“Salon soykırımcıları”ndan çifte standart ve ötesi

Dr. Ferruh Demirmen

İnsan haklarını savunan, Türk veya Türk kökenli kişi veya örgütlerin sahiplendikleri ideoloji, kuşkusuz büyük takdire şayandır. Temel özgürlükleri sembolize eden insan hakları, evrensel bir hak olarak her zaman destek görmeli, savunulmalıdır. Ancak bu gibi kişi ve örgütlerin Ermeni sorununda sorgulamadan, kulakdan dolma suçlamalarla Avrupa yandaşlarının safında olabileceklerini de göz ardı etmemek gerek. Bu yönde bir çifte standard, AİHM Başkanı Robert Spano’nun Eylül ayı başında Türkiye’yi ziyareti ile gündeme geldi. Daha da ötede, esef verici iki yüzlülükler anılara geldi.

Adalet Bakanı Abdülhamit Gül tarafından Türkiye’ye davet edilen Spano, Türkiye Adalet Akademisi’ndeki 24. Dönem Hâkim ve Savcı Adayları Eğitim Açılış Töreni’ne katıldı ve Cumhurbaşkanı Tayyip Erdoğan ve Anayasa Mahkemesi Başkanı Zühtü Arslan dahil üst düzeydeki birtakım kimselerle görüşme yaptı, İstanbul Üniversitesi’nden fahri doktora aldı. Ne ki, bu ziyaret yurt içinde bir kesimden büyük eleştireye yol açtı.

Eleştiriler, AİHM’nin politize edildiği, Spano’nun resmi protokol dışında muhalefet temsilcileri ile görüşmemesi, ve fahri doktora üzerinde odaklanmıştı. Eleştiri yapanlar insan hakları savuncuları idi: Avrupa Parlamentosu Türkiye eski Raportörü Kati Piri, Türkiye İnsan Hakları Derneği (İHD), Türkiye İnsan Hakları Vakfı (TİHV), HDP temsilcileri, eski Erbil Başkonsolosu Aydın Selcen, akademisyenler Cengiz Aktar ve Mehmet Altan.

TİHV Başkanı Şebnem Fincancı ve Cengiz Aktar Spano’nun istifa etmesi gerektiğini belirtti, HDP Eş Genel Başkanı Mithat Sancar ise Spano’nun fahri doktora kabulunu gözden geçirmesini önerdi.

Eleştiriler önyargılı

Bu eleştiriler gerçekçi olmayıp, önyargıya dayanıyordu.
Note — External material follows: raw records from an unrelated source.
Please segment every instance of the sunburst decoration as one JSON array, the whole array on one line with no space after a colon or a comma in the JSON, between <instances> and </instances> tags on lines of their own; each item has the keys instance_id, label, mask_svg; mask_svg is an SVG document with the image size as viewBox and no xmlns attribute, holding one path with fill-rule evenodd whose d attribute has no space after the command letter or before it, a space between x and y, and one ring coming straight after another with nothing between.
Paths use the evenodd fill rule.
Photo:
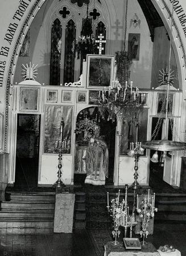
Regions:
<instances>
[{"instance_id":1,"label":"sunburst decoration","mask_svg":"<svg viewBox=\"0 0 186 256\"><path fill-rule=\"evenodd\" d=\"M172 80L173 79L173 77L175 76L175 75L172 74L174 72L174 70L171 70L171 69L170 69L170 85L172 86L172 85L173 83L173 81ZM167 85L169 78L168 72L167 70L165 71L163 69L162 70L159 70L159 86L160 86L160 85Z\"/></svg>"},{"instance_id":2,"label":"sunburst decoration","mask_svg":"<svg viewBox=\"0 0 186 256\"><path fill-rule=\"evenodd\" d=\"M35 77L36 77L36 74L38 74L37 73L36 73L36 71L38 70L37 69L36 69L36 68L37 67L37 66L38 66L37 65L34 65L34 64L33 64L33 65L31 66L31 62L30 62L30 65L28 66L28 64L26 65L26 67L23 64L23 66L24 67L24 69L23 69L23 72L22 72L22 74L23 74L23 77L24 77L24 80L34 80L35 79Z\"/></svg>"}]
</instances>

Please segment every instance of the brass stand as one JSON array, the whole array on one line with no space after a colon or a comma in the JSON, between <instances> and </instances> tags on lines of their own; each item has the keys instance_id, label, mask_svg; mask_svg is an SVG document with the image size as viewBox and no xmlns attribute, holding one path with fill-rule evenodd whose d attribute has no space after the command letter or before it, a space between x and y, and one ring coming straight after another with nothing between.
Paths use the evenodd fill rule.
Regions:
<instances>
[{"instance_id":1,"label":"brass stand","mask_svg":"<svg viewBox=\"0 0 186 256\"><path fill-rule=\"evenodd\" d=\"M137 123L137 129L136 129L136 145L137 145L138 143L138 122ZM130 187L134 189L140 189L140 186L139 185L139 183L137 181L138 177L138 157L139 154L138 154L138 147L136 147L134 149L134 154L135 154L135 166L134 166L134 170L135 173L134 174L134 181L130 186Z\"/></svg>"},{"instance_id":2,"label":"brass stand","mask_svg":"<svg viewBox=\"0 0 186 256\"><path fill-rule=\"evenodd\" d=\"M61 168L62 168L62 154L67 152L66 149L66 144L67 144L67 138L64 138L63 133L64 133L64 123L63 121L63 118L62 118L62 121L61 122L61 126L60 126L60 138L59 140L57 138L56 141L55 142L55 151L59 153L59 163L58 163L58 171L57 171L57 177L58 179L56 181L56 182L53 184L53 186L58 187L58 188L63 188L65 187L65 185L61 179Z\"/></svg>"},{"instance_id":3,"label":"brass stand","mask_svg":"<svg viewBox=\"0 0 186 256\"><path fill-rule=\"evenodd\" d=\"M133 184L131 185L130 187L137 189L140 189L140 186L139 186L139 183L137 181L138 177L138 157L137 153L135 152L135 166L134 166L134 170L135 173L134 174L134 181L133 183Z\"/></svg>"},{"instance_id":4,"label":"brass stand","mask_svg":"<svg viewBox=\"0 0 186 256\"><path fill-rule=\"evenodd\" d=\"M61 179L61 168L62 168L62 163L61 163L61 160L62 160L62 153L65 153L66 151L64 149L56 149L56 151L59 153L59 163L58 163L58 168L59 170L57 171L57 177L58 179L56 181L56 182L53 184L53 186L56 187L65 187L65 185L63 182L63 181Z\"/></svg>"}]
</instances>

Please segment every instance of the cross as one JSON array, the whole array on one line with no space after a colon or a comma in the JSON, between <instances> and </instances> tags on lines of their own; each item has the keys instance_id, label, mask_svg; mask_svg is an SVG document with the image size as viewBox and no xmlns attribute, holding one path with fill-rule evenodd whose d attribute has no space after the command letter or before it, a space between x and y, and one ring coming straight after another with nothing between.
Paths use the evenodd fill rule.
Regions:
<instances>
[{"instance_id":1,"label":"cross","mask_svg":"<svg viewBox=\"0 0 186 256\"><path fill-rule=\"evenodd\" d=\"M67 207L67 206L68 206ZM64 203L63 203L61 207L60 207L60 209L61 210L63 210L63 213L60 213L60 214L61 215L61 216L63 216L63 217L65 218L67 217L67 215L68 215L68 213L69 212L69 205L68 205L68 203L67 203L67 202L65 201L64 202Z\"/></svg>"},{"instance_id":2,"label":"cross","mask_svg":"<svg viewBox=\"0 0 186 256\"><path fill-rule=\"evenodd\" d=\"M99 46L97 46L97 49L99 49L99 55L101 55L101 51L104 50L104 48L102 47L102 44L103 43L106 43L106 40L103 40L104 38L104 35L102 35L102 34L100 34L100 35L98 37L100 38L100 40L96 40L96 43L99 43Z\"/></svg>"},{"instance_id":3,"label":"cross","mask_svg":"<svg viewBox=\"0 0 186 256\"><path fill-rule=\"evenodd\" d=\"M115 26L113 26L112 27L113 29L115 29L115 31L114 33L114 34L115 35L115 39L117 39L118 38L118 37L120 35L120 33L118 33L119 29L122 29L123 26L119 26L119 25L121 23L121 22L119 21L118 19L117 19L115 22L114 22L115 24Z\"/></svg>"},{"instance_id":4,"label":"cross","mask_svg":"<svg viewBox=\"0 0 186 256\"><path fill-rule=\"evenodd\" d=\"M90 11L90 16L92 16L92 18L94 20L96 19L97 17L100 16L100 13L97 13L97 9L96 8L93 9L93 11Z\"/></svg>"},{"instance_id":5,"label":"cross","mask_svg":"<svg viewBox=\"0 0 186 256\"><path fill-rule=\"evenodd\" d=\"M69 15L70 14L70 11L67 10L67 7L64 7L63 8L63 10L60 10L59 11L59 13L61 15L62 15L62 17L64 19L65 19L67 17L67 15Z\"/></svg>"}]
</instances>

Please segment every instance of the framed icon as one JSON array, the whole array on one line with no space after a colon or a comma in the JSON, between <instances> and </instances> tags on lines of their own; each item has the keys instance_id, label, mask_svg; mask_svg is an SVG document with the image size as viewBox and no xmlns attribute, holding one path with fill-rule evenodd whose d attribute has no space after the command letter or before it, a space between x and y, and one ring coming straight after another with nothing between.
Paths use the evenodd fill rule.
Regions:
<instances>
[{"instance_id":1,"label":"framed icon","mask_svg":"<svg viewBox=\"0 0 186 256\"><path fill-rule=\"evenodd\" d=\"M114 58L113 55L87 55L88 87L108 87L111 86Z\"/></svg>"}]
</instances>

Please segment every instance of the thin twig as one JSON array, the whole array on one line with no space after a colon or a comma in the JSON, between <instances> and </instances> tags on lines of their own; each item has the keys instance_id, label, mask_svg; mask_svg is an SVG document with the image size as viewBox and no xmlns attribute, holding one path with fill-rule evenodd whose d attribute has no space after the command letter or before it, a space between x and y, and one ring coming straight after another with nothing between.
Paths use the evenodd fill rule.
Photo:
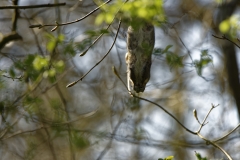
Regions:
<instances>
[{"instance_id":1,"label":"thin twig","mask_svg":"<svg viewBox=\"0 0 240 160\"><path fill-rule=\"evenodd\" d=\"M219 106L219 104L218 104L218 105L216 105L216 106L214 106L214 105L212 104L212 107L211 107L211 109L208 111L207 115L205 116L205 118L204 118L203 122L201 123L201 125L200 125L200 127L199 127L199 129L198 129L197 133L200 133L200 131L201 131L202 127L203 127L203 126L206 124L205 122L206 122L206 120L207 120L207 118L208 118L209 114L210 114L210 113L211 113L211 111L212 111L214 108L216 108L217 106Z\"/></svg>"},{"instance_id":2,"label":"thin twig","mask_svg":"<svg viewBox=\"0 0 240 160\"><path fill-rule=\"evenodd\" d=\"M120 27L121 27L121 23L122 23L122 21L120 20L120 21L119 21L119 24L118 24L117 33L116 33L116 35L115 35L115 37L114 37L114 41L113 41L111 47L109 48L108 52L103 56L103 58L102 58L100 61L98 61L98 62L97 62L87 73L85 73L81 78L79 78L77 81L74 81L74 82L68 84L68 85L66 86L67 88L74 86L74 85L77 84L79 81L82 81L83 78L88 75L88 73L90 73L97 65L99 65L99 64L107 57L107 55L110 53L110 51L112 50L112 48L113 48L113 46L114 46L114 44L115 44L115 42L116 42L116 40L117 40L118 33L119 33L119 30L120 30Z\"/></svg>"},{"instance_id":3,"label":"thin twig","mask_svg":"<svg viewBox=\"0 0 240 160\"><path fill-rule=\"evenodd\" d=\"M125 88L128 90L128 87L127 85L124 83L124 81L122 80L122 78L119 76L117 70L113 67L113 71L114 71L114 74L120 79L120 81L123 83L123 85L125 86ZM138 98L138 99L141 99L141 100L144 100L146 102L149 102L149 103L152 103L156 106L158 106L159 108L161 108L164 112L166 112L170 117L172 117L178 124L180 124L186 131L196 135L197 133L194 132L194 131L191 131L190 129L188 129L187 127L185 127L174 115L172 115L170 112L168 112L165 108L163 108L162 106L160 106L159 104L153 102L153 101L150 101L148 99L145 99L145 98L142 98L142 97L139 97L139 96L136 96L135 94L133 94L131 91L129 91L129 94L135 98Z\"/></svg>"},{"instance_id":4,"label":"thin twig","mask_svg":"<svg viewBox=\"0 0 240 160\"><path fill-rule=\"evenodd\" d=\"M227 38L225 35L223 35L222 37L218 37L218 36L215 36L215 35L212 34L212 36L215 37L215 38L217 38L217 39L226 39L226 40L228 40L229 42L233 43L236 47L240 48L240 46L239 46L237 43L233 42L232 40L230 40L229 38ZM238 40L238 39L237 39L237 40Z\"/></svg>"},{"instance_id":5,"label":"thin twig","mask_svg":"<svg viewBox=\"0 0 240 160\"><path fill-rule=\"evenodd\" d=\"M204 141L207 142L207 144L211 144L213 145L214 147L218 148L220 151L222 151L227 157L229 160L232 160L232 157L222 148L220 147L219 145L217 145L216 143L206 139L205 137L203 137L200 133L197 133L198 137L200 137L201 139L203 139Z\"/></svg>"},{"instance_id":6,"label":"thin twig","mask_svg":"<svg viewBox=\"0 0 240 160\"><path fill-rule=\"evenodd\" d=\"M95 8L94 10L92 10L91 12L89 12L88 14L86 14L85 16L79 18L79 19L76 19L74 21L70 21L70 22L66 22L66 23L57 23L55 22L56 24L44 24L44 25L41 25L41 24L36 24L36 25L30 25L29 28L43 28L43 27L46 27L46 26L54 26L54 28L51 30L52 32L55 31L59 26L64 26L64 25L68 25L68 24L73 24L73 23L77 23L77 22L80 22L82 21L83 19L87 18L88 16L90 16L91 14L93 14L94 12L96 12L97 10L99 10L102 6L104 6L105 4L108 4L109 2L111 2L112 0L108 0L106 1L105 3L101 4L100 6L98 6L97 8Z\"/></svg>"},{"instance_id":7,"label":"thin twig","mask_svg":"<svg viewBox=\"0 0 240 160\"><path fill-rule=\"evenodd\" d=\"M238 129L238 127L240 127L240 123L233 130L231 130L229 133L227 133L226 135L222 136L219 139L214 140L213 142L215 143L215 142L218 142L218 141L221 141L221 140L225 139L227 136L232 134L236 129Z\"/></svg>"},{"instance_id":8,"label":"thin twig","mask_svg":"<svg viewBox=\"0 0 240 160\"><path fill-rule=\"evenodd\" d=\"M57 7L57 6L64 6L66 3L57 3L57 4L39 4L39 5L29 5L29 6L0 6L0 9L31 9L31 8L44 8L44 7Z\"/></svg>"}]
</instances>

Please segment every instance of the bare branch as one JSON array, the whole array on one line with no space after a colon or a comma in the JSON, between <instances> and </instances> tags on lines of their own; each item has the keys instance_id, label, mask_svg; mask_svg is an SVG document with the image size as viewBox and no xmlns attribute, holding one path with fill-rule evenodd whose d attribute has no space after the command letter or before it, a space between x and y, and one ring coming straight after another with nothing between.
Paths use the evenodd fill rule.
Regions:
<instances>
[{"instance_id":1,"label":"bare branch","mask_svg":"<svg viewBox=\"0 0 240 160\"><path fill-rule=\"evenodd\" d=\"M200 133L200 131L201 131L202 127L203 127L203 126L206 124L205 122L206 122L206 120L207 120L207 118L208 118L209 114L210 114L210 113L211 113L211 111L212 111L214 108L216 108L217 106L219 106L219 104L218 104L218 105L216 105L216 106L214 106L214 105L212 104L212 107L211 107L211 109L208 111L207 115L205 116L205 118L204 118L203 122L201 123L201 125L200 125L200 127L199 127L199 129L198 129L197 133Z\"/></svg>"},{"instance_id":2,"label":"bare branch","mask_svg":"<svg viewBox=\"0 0 240 160\"><path fill-rule=\"evenodd\" d=\"M232 40L230 40L229 38L227 38L225 35L223 35L222 37L218 37L218 36L215 36L215 35L212 34L212 36L215 37L215 38L217 38L217 39L226 39L226 40L228 40L229 42L231 42L232 44L234 44L236 47L240 48L240 46L239 46L237 43L233 42ZM237 40L238 40L238 39L237 39ZM239 40L238 40L238 41L239 41Z\"/></svg>"},{"instance_id":3,"label":"bare branch","mask_svg":"<svg viewBox=\"0 0 240 160\"><path fill-rule=\"evenodd\" d=\"M212 109L212 108L211 108L211 109ZM206 138L203 137L200 133L197 133L197 135L198 135L201 139L203 139L204 141L206 141L207 144L211 144L212 146L214 146L214 147L218 148L220 151L222 151L222 152L227 156L227 158L228 158L229 160L232 160L232 157L231 157L222 147L220 147L220 146L217 145L216 143L214 143L214 142L206 139Z\"/></svg>"},{"instance_id":4,"label":"bare branch","mask_svg":"<svg viewBox=\"0 0 240 160\"><path fill-rule=\"evenodd\" d=\"M86 14L85 16L83 16L82 18L79 18L79 19L76 19L74 21L71 21L71 22L66 22L66 23L57 23L55 22L56 24L44 24L44 25L41 25L41 24L36 24L36 25L30 25L29 28L43 28L43 27L46 27L46 26L53 26L54 28L51 29L51 31L55 31L59 26L64 26L64 25L69 25L69 24L73 24L73 23L77 23L77 22L80 22L82 20L84 20L85 18L87 18L88 16L92 15L94 12L96 12L97 10L99 10L102 6L104 6L105 4L108 4L109 2L111 2L112 0L108 0L106 1L105 3L101 4L100 6L98 6L97 8L95 8L94 10L92 10L91 12L89 12L88 14Z\"/></svg>"},{"instance_id":5,"label":"bare branch","mask_svg":"<svg viewBox=\"0 0 240 160\"><path fill-rule=\"evenodd\" d=\"M57 4L39 4L39 5L29 5L29 6L0 6L0 9L31 9L31 8L44 8L44 7L58 7L58 6L65 6L66 3L57 3Z\"/></svg>"},{"instance_id":6,"label":"bare branch","mask_svg":"<svg viewBox=\"0 0 240 160\"><path fill-rule=\"evenodd\" d=\"M126 87L126 89L128 90L128 87L127 85L123 82L122 78L119 76L119 74L117 73L117 70L113 67L113 71L114 71L114 74L117 75L117 77L120 79L120 81L124 84L124 86ZM142 98L142 97L139 97L139 96L136 96L135 94L133 94L131 91L129 91L129 94L132 96L132 97L135 97L135 98L138 98L138 99L141 99L141 100L144 100L146 102L149 102L149 103L152 103L156 106L158 106L160 109L162 109L164 112L166 112L170 117L172 117L178 124L180 124L180 126L182 126L187 132L191 133L191 134L194 134L196 135L197 132L194 132L194 131L191 131L190 129L188 129L187 127L185 127L174 115L172 115L170 112L168 112L165 108L163 108L161 105L153 102L153 101L150 101L148 99L145 99L145 98Z\"/></svg>"},{"instance_id":7,"label":"bare branch","mask_svg":"<svg viewBox=\"0 0 240 160\"><path fill-rule=\"evenodd\" d=\"M238 129L238 127L240 127L240 123L233 130L231 130L229 133L227 133L226 135L222 136L221 138L219 138L219 139L217 139L213 142L215 143L215 142L218 142L218 141L221 141L221 140L225 139L227 136L232 134L236 129Z\"/></svg>"},{"instance_id":8,"label":"bare branch","mask_svg":"<svg viewBox=\"0 0 240 160\"><path fill-rule=\"evenodd\" d=\"M112 50L112 48L113 48L113 46L114 46L114 44L115 44L115 42L116 42L116 40L117 40L118 33L119 33L119 30L120 30L120 27L121 27L121 23L122 23L122 21L120 20L120 21L119 21L119 24L118 24L117 33L116 33L116 35L115 35L115 37L114 37L114 41L113 41L111 47L109 48L108 52L103 56L103 58L102 58L100 61L98 61L98 62L97 62L87 73L85 73L81 78L79 78L77 81L74 81L74 82L68 84L68 85L66 86L67 88L74 86L74 85L77 84L79 81L82 81L83 78L88 75L88 73L90 73L97 65L99 65L99 64L107 57L107 55L110 53L110 51Z\"/></svg>"},{"instance_id":9,"label":"bare branch","mask_svg":"<svg viewBox=\"0 0 240 160\"><path fill-rule=\"evenodd\" d=\"M22 40L22 37L16 33L12 32L6 36L3 37L3 39L0 41L0 50L9 42L16 41L16 40Z\"/></svg>"}]
</instances>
AİHM Başkanı Spano’nun ziyareti Türkiye’de hukuk bağlamında yaşanan sorunların görmezden gelindiği şeklinde algılanmamalı idi. Nitekim AİHM eski yargıcı Rıza Türmen, Spano’nun ziyaretini rutin bir eylem olarak niteledi; Spano görüşmelerinde bazı AİHM kararlarının uygulanmamasından duyulan rahatsızlığı, hukukun üstünlüğü, ve yargının bağımsızlığı gibi konuları gündeme getirdi. Görüşmeler Türk yetkilileri için bir uyarı idi. Spano aynı zamanda Mardin’i ziyaret etti; resmi program dışında İstanbul Baro Başkanı Mehmet Durakoğlu ile görüşme yaptı.

“Salon soykırımcıları”

Dikkate değer ki, Spano’yu eleştiren insan hakları savuncuları “Kürtçü” olmanın yanı sıra aynı zamanda sözde Ermeni soykırımı destekçileri. Her nekadar Kati Piri “soykırım” noktasında katı görüşlü değilse de, bu teze sempatisi olan bir kişi. İHD, TİHV, HDP, Aydın Selcen, Cengiz Aktar ve Mehmet Altan ise açıkça “soykırımcı.”

İHD ve TİHV, Uluslararası İnsan Hakları Federasyonu (FIDH) ve Ermenistan Sivil Toplum Enstitüsü (CSI) ile beraber 24 Nisan 2015’de bir manifesto yayınladılar, “Ermeni soykırımı”nda 1,5 milyon Ermeni kaybının olduğunu savladılar.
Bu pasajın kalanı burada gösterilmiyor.